To win outright, a candidate needs more than 50 per cent of the vote, and at least 25 per cent in 24 of Kenya's 47 counties. If that threshold is not met, a run-off vote between the top two candidates will be triggered.
Voting for the national and local assemblies also took place.
People queued early yesterday to ensure they could cast their vote. Long queues could be seen, and video footage at one polling station showed people injured on the ground after an apparent stampede.
There was also the failure of some voter-identification equipment and one in four polling stations were apparently without mobile phone coverage meaning that officials would have to drive to the nearest town to send results.
There were reports that one man had been killed in clashes in Kilifi area.
There was one heartening moment when a woman gave birth to a baby girl as she queued in West Pokot to cast her ballot. New mother Pauline Chemanang called the circumstances of the birth a "blessing" and called her baby Kura, Swahili for "ballot", according to local radio.
Casting his vote in his hometown of Gatundu, north of Nairobi, Mr Kenyatta said he would accept the outcome of the election.
"To my competitors, as I have always said, in the event that they lose, let us accept the will of the people. I am willing, myself, to accept the will of the people," he said.
Opposition leader Mr Odinga cast his ballot in the Nairobi slum of Kibera.
Speaking outside the voting centre, he told his supporters: "Let's turn out in large numbers and vote."
So far the elections were said to have gone well, but the queues were long and the voters impatient.
Many arrived in the middle of the night to cast their ballots early and the electronic system took quite a while to verify voters.
When fingerprints didn’t register, ID card numbers were typed in to the electronic tablets and then manual backups were generated.

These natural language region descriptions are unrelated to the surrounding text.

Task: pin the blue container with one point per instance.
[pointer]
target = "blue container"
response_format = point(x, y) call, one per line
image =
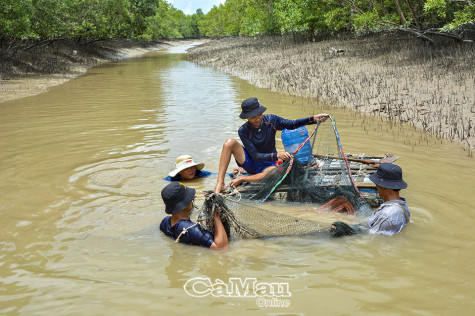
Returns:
point(292, 138)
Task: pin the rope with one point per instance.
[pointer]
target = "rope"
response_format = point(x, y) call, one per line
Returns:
point(344, 156)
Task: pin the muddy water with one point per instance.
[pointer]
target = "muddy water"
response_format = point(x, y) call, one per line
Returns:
point(81, 171)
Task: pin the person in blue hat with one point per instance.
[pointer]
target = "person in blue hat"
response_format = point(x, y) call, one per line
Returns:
point(258, 154)
point(393, 214)
point(178, 200)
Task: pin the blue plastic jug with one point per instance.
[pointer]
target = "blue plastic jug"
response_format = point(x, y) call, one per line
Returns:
point(292, 138)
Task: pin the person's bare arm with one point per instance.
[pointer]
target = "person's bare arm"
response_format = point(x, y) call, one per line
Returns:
point(220, 236)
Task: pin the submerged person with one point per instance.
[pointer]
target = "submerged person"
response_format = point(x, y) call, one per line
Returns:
point(393, 215)
point(178, 200)
point(259, 154)
point(187, 169)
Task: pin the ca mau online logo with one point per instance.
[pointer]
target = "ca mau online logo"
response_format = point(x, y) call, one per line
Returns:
point(267, 294)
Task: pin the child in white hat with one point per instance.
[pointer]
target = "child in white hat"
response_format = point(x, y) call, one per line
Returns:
point(187, 169)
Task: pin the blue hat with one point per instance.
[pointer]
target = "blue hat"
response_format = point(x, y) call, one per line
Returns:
point(251, 107)
point(177, 197)
point(388, 176)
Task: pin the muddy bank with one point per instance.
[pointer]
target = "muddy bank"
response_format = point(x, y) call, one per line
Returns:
point(28, 71)
point(396, 77)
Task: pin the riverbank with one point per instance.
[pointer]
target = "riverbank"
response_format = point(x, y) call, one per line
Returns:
point(35, 70)
point(393, 76)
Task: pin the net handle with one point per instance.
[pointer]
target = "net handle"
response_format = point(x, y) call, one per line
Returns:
point(344, 156)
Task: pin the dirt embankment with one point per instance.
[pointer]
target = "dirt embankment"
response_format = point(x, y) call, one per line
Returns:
point(397, 77)
point(28, 70)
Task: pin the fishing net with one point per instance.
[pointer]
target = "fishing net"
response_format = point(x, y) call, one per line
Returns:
point(244, 221)
point(324, 177)
point(322, 180)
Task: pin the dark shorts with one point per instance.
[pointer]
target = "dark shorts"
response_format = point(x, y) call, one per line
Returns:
point(252, 166)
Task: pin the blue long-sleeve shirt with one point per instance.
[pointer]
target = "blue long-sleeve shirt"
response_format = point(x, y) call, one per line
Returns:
point(260, 142)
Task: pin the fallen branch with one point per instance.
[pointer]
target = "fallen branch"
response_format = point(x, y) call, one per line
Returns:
point(452, 36)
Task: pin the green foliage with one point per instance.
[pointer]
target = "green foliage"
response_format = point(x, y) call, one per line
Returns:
point(151, 19)
point(365, 22)
point(94, 19)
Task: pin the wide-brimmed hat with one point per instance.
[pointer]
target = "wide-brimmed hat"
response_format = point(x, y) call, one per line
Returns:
point(388, 176)
point(251, 107)
point(177, 197)
point(183, 162)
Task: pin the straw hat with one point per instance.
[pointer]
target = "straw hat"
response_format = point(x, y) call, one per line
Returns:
point(177, 197)
point(183, 162)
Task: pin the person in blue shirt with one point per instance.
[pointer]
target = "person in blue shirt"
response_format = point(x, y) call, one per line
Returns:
point(258, 154)
point(187, 169)
point(178, 200)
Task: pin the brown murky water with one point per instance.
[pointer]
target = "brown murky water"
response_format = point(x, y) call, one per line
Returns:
point(81, 171)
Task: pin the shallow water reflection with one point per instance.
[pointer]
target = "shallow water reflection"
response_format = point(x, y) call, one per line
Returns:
point(81, 174)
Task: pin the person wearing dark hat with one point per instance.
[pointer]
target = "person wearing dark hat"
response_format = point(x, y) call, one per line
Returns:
point(258, 155)
point(393, 214)
point(178, 200)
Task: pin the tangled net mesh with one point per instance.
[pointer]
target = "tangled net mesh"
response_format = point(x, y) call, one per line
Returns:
point(324, 180)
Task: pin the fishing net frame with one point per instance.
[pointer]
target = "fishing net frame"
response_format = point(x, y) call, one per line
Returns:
point(320, 181)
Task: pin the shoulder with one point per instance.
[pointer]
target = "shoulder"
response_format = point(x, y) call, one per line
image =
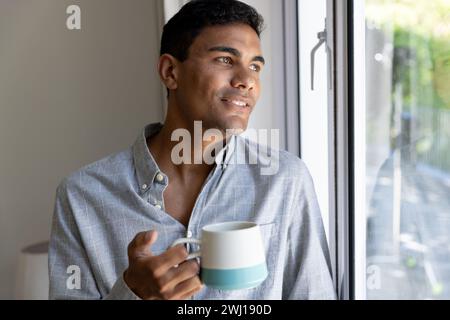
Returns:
point(278, 163)
point(90, 177)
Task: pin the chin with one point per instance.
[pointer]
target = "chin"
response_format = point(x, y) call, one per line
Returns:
point(236, 126)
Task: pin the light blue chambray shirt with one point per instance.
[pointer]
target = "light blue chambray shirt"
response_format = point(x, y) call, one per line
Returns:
point(100, 209)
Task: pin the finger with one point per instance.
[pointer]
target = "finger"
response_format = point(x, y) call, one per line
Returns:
point(185, 288)
point(172, 257)
point(184, 272)
point(142, 243)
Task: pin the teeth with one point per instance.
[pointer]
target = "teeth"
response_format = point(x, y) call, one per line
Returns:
point(238, 103)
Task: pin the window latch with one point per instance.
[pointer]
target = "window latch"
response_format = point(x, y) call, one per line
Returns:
point(322, 36)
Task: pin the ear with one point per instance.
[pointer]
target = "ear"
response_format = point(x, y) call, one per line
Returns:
point(168, 71)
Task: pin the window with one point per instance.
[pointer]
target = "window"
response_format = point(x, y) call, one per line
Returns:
point(401, 134)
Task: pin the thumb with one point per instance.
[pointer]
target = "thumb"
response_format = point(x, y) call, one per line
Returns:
point(142, 243)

The Independent Electoral and Boundaries Commission had the responsibility to deliver a free and fair election.
The test will come when the polls close, the votes are counted and the results have to be transmitted to the tallying centres.
Mr Odinga, 72, has run for president three times and lost each time. President Kenyatta, the 55-year-old son of Kenya's founding president, beat him in the last election in 2013, but their rivalry is generations old - their fathers were political opponents in the 1960s.
Mr Kenyatta and his running-mate William Ruto were indicted by the International Criminal Court for their alleged roles in the bloodshed a decade ago. The case ultimately collapsed due to lack of evidence, and after key witnesses died or disappeared.